I have a more complicated rule set that chokes on the "#block" string.. 
does it think it's an issue! ?
... rules looks like this rather.. 
rules: [some ['cc set cc string! ]]
Henrik
12-Oct-2008
[2676]
Your parser would stop at 'aa, since you never specify it in the 
rule block.

Perhaps something like:

rules: [some [['cc set cc string!] | [word! string!]]
sqlab
12-Oct-2008
[2677]
rules: [some [set  ww  word! set ss string! (do reduce [to-set-word 
ww ss]) ]]
Henrik
30-Oct-2008
[2678]
>> parse/all {2008-10-30|"This is" NOK|http://www.example.com}"|"
== ["2008-10-30" "This is" " NOK" "http://www.example.com"]
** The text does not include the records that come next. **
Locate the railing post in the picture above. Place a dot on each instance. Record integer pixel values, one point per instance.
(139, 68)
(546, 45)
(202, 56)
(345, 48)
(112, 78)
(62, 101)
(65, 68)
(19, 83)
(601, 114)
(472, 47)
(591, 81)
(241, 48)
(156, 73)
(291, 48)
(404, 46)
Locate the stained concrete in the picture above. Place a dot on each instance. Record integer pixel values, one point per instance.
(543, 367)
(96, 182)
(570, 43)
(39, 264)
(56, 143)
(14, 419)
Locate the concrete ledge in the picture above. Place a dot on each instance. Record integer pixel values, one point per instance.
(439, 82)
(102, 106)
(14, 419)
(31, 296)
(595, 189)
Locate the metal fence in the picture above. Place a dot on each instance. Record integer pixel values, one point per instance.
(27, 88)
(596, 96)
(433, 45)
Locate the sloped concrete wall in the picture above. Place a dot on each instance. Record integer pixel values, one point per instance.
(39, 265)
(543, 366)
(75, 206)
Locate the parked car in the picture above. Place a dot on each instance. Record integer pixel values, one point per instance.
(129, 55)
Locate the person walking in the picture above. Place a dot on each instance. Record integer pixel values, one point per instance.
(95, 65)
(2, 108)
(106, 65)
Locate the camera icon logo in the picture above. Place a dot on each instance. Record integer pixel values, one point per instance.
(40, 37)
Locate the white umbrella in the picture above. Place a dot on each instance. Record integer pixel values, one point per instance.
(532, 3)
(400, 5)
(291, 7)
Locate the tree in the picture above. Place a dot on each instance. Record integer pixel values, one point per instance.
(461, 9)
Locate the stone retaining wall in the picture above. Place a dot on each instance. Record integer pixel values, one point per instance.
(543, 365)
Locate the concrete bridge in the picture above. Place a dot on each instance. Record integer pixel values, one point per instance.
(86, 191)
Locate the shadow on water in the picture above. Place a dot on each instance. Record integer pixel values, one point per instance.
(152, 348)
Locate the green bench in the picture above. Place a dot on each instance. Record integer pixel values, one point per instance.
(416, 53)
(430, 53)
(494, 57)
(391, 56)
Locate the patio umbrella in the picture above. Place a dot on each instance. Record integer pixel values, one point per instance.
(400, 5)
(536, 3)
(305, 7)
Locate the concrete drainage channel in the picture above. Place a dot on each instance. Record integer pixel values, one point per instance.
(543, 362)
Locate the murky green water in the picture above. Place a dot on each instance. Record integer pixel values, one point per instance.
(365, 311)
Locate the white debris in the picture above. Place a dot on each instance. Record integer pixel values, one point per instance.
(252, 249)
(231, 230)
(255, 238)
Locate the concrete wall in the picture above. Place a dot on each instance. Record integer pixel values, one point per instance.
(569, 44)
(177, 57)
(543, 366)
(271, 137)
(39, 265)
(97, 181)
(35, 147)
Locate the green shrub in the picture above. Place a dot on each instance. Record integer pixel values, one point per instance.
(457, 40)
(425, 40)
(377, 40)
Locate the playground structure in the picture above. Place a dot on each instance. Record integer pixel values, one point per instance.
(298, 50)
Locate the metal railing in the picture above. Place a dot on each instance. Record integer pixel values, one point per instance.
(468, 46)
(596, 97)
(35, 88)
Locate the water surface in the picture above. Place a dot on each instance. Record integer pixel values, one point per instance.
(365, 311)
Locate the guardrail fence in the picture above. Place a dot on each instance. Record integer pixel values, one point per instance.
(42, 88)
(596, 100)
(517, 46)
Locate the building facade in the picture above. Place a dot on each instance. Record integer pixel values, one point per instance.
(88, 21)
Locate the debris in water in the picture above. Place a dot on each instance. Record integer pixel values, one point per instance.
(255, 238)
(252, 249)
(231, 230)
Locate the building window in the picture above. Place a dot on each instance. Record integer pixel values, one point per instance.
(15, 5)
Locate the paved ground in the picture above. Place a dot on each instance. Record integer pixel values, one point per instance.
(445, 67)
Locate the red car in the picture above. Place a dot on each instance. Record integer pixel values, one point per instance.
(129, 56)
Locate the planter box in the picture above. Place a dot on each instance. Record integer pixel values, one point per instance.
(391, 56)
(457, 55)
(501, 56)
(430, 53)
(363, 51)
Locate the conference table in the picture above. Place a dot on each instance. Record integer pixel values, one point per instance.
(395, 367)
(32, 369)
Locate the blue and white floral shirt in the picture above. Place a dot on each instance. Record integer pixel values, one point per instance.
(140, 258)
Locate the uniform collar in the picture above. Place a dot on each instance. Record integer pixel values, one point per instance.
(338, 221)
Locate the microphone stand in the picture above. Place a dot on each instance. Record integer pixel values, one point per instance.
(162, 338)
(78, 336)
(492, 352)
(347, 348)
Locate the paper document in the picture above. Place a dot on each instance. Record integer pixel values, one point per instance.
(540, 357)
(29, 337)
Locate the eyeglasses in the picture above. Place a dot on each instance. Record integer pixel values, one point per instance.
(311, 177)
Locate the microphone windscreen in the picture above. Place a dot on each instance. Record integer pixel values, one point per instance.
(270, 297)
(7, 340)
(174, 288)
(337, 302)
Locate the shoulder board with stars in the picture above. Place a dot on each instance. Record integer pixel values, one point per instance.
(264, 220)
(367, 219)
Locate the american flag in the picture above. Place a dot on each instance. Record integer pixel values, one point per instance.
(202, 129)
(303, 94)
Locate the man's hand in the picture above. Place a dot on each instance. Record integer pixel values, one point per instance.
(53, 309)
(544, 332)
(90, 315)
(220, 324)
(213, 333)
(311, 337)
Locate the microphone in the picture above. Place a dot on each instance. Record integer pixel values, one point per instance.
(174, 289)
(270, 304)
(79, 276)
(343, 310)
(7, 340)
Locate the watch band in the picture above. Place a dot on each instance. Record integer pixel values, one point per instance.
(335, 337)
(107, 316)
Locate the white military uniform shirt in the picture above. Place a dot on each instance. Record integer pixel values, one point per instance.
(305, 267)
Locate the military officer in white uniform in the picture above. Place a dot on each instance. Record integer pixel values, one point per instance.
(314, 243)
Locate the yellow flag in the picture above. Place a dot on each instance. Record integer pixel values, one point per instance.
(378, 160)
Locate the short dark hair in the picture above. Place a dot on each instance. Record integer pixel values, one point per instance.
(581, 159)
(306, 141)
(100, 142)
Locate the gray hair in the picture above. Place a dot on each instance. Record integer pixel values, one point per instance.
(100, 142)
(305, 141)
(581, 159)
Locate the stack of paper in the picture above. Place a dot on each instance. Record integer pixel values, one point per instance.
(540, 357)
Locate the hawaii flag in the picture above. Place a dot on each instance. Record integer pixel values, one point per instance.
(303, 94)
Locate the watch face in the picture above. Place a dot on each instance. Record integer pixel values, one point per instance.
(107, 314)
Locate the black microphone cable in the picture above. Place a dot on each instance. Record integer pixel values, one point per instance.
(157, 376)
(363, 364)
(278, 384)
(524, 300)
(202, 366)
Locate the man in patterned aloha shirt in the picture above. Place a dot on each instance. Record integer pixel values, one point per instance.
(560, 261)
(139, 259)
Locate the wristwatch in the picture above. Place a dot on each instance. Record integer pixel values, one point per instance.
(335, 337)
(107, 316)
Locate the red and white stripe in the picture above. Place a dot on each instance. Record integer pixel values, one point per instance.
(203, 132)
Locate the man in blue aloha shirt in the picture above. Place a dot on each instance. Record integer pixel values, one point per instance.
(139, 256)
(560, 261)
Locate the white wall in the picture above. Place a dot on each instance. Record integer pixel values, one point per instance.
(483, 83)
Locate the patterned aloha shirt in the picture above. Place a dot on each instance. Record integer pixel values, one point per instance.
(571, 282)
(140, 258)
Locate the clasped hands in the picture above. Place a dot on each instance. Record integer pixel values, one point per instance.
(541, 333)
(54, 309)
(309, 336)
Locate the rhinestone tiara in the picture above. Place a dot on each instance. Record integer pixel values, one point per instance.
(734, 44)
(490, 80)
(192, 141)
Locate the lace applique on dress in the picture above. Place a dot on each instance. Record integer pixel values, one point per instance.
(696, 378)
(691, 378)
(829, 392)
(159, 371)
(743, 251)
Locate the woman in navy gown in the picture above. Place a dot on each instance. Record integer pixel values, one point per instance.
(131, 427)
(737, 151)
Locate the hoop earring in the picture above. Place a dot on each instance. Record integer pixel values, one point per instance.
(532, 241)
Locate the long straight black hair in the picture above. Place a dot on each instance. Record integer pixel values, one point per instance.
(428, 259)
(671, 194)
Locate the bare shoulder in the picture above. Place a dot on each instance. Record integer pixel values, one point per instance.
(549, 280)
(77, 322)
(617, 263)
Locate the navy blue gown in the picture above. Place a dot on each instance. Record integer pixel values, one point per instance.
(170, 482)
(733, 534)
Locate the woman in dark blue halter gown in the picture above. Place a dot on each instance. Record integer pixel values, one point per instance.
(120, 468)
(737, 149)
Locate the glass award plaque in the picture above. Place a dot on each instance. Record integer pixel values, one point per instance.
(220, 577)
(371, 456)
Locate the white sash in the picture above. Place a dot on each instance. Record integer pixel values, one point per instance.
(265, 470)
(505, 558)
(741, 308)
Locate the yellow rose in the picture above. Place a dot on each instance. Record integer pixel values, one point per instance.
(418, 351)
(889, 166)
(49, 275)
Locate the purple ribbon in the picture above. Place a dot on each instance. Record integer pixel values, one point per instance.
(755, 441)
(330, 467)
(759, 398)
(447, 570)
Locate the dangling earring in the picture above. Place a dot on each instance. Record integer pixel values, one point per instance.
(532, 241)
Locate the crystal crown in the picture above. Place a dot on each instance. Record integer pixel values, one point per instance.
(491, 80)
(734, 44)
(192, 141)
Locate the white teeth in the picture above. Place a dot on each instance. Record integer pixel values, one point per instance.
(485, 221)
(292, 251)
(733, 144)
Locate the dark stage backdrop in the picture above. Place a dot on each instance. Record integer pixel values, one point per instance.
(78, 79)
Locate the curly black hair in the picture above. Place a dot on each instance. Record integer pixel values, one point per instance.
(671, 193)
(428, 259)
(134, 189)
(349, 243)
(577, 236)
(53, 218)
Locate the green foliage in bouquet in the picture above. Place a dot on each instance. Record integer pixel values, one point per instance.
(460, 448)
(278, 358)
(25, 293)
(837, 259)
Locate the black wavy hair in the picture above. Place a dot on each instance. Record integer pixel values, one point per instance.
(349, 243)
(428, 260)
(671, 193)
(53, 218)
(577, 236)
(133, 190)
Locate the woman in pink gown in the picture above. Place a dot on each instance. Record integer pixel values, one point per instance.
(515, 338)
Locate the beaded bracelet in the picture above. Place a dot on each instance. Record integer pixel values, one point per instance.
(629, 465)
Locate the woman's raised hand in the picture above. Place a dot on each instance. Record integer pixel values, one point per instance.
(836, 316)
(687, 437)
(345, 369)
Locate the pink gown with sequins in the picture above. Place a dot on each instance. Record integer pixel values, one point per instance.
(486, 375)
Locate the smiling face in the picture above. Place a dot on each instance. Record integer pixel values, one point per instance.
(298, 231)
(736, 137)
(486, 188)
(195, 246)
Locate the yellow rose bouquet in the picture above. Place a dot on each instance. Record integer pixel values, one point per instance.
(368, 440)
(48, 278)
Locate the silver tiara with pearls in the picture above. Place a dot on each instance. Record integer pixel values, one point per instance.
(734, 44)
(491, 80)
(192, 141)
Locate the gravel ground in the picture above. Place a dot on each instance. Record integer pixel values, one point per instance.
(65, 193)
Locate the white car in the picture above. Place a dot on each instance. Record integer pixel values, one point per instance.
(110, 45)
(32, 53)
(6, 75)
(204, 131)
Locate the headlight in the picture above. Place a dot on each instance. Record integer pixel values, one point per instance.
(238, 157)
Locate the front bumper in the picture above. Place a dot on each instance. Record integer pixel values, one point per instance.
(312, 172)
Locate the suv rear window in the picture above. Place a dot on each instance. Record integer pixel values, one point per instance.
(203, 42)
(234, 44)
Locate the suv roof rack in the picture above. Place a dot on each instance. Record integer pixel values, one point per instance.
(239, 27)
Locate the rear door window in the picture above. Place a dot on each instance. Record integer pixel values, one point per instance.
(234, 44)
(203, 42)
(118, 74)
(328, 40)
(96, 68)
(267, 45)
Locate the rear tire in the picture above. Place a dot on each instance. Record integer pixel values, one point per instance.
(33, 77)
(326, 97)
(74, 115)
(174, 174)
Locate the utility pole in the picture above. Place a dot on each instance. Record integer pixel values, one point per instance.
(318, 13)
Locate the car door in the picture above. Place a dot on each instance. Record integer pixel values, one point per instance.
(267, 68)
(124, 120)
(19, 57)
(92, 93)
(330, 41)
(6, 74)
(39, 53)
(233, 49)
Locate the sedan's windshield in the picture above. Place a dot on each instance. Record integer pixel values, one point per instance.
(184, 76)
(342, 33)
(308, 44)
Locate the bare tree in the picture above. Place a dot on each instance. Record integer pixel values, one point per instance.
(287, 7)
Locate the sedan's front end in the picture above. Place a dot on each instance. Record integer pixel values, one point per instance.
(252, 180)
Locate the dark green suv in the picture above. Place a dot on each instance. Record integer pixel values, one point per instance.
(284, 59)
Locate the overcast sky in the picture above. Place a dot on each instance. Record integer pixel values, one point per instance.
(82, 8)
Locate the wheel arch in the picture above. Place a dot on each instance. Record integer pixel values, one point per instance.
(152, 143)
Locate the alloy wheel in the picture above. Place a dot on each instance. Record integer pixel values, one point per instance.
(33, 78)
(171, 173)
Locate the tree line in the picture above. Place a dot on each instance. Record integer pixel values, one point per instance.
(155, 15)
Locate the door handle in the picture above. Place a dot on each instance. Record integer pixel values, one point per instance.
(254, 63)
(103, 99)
I caught this on the mailing list. Bug?
sqlab
30-Oct-2008
[2679]
Yes, this is an old bug.
It does not work, if " is next to your delimiter.
Insert a blank, and it works again.
Graham
3-Nov-2008
[2680x3]
This is a result of using parse-xml and some cleanup

[document
	[soapenv:Envelope
		[soapenv:Body
			[ns1:getSpellingSuggestionsResponse
				[getSpellingSuggestionsReturn
					[getSpellingSuggestionsReturn "Penicillin G"]
					[getSpellingSuggestionsReturn "Penicillin V"]
					[getSpellingSuggestionsReturn "Penicillamine"]
					[getSpellingSuggestionsReturn "Polycillin"]
				]
			]
		]
	]
]
what's the cleanest way to extract the drug names?
drugs: [set drugblock into [ 'getSpellingSuggestionsReturn set drugname 
string! ( print drugname) ]]

parse a [ 'document set envelope into [ 'soapEnv:envelope set body 
into [ 'soapEnv:body set response into [ 'ns1:GetSpellingsuggestionsresponse 
set returns into ['getspellingsuggestionsreturn some drugs to end 
]]]]]

works but is very long winded
Gregg
4-Nov-2008
[2683]
It's not so bad Graham. And whether you can shorten things depends 
on how exact you need to be.

rule: [
	'getspellingsuggestionsreturn some drugs
	| url! into rule
]
parse a ['document into rule]
PeterWood
4-Nov-2008
[2684x3]
This is a bit shorter but recursive:

pr: [any
          [
             [set b block! (parse b pr)] 
             |
	 ['getSpellingSuggestionsReturn set s string! (
    
                insert drug-names s

              ) 
           
             | 
            skip
     
      ]
     
]
]
Usage:

>>drug-names: copy []

>> parse gx pr
 
== true

>> drug-names

== ["Polycillin" "Penicillamine" "Penicillin V" "Penicillin G"]
If all you're extracting is the drug names wouldn't it be simpler 
to just parse the XMLstring directly?
Graham
4-Nov-2008
[2687x2]
not sure if it is
<?xml version="1.0" encoding="utf-8" ?> 

- <soapenv:Envelope xmlns:soapenv="http://schemas.xmlsoap.org/soap/envelope/"
xmlns:xsd="http://www.w3.org/2001/XMLSchema"xmlns:xsi="http://www.w3.org/2001/XMLSchema-instance">
- <soapenv:Body>

- <ns1:getSpellingSuggestionsResponse soapenv:encodingStyle="http://schemas.xmlsoap.org/soap/encoding/"
xmlns:ns1="http://db.rxnorm.nlm.nih.gov">

- <getSpellingSuggestionsReturn soapenc:arrayType="soapenc:string[4]" 
xsi:type="soapenc:Array" xmlns:soapenc="http://schemas.xmlsoap.org/soap/encoding/">

  <getSpellingSuggestionsReturn xsi:type="soapenc:string">Penicillin 
  G</getSpellingSuggestionsReturn> 

  <getSpellingSuggestionsReturn xsi:type="soapenc:string">Penicillin 
  V</getSpellingSuggestionsReturn> 

  <getSpellingSuggestionsReturn xsi:type="soapenc:string">Penicillamine</getSpellingSuggestionsReturn> 

  <getSpellingSuggestionsReturn xsi:type="soapenc:string">Polycillin</getSpellingSuggestionsReturn> 
  </getSpellingSuggestionsReturn>
  </ns1:getSpellingSuggestionsResponse>
  </soapenv:Body>
  </soapenv:Envelope>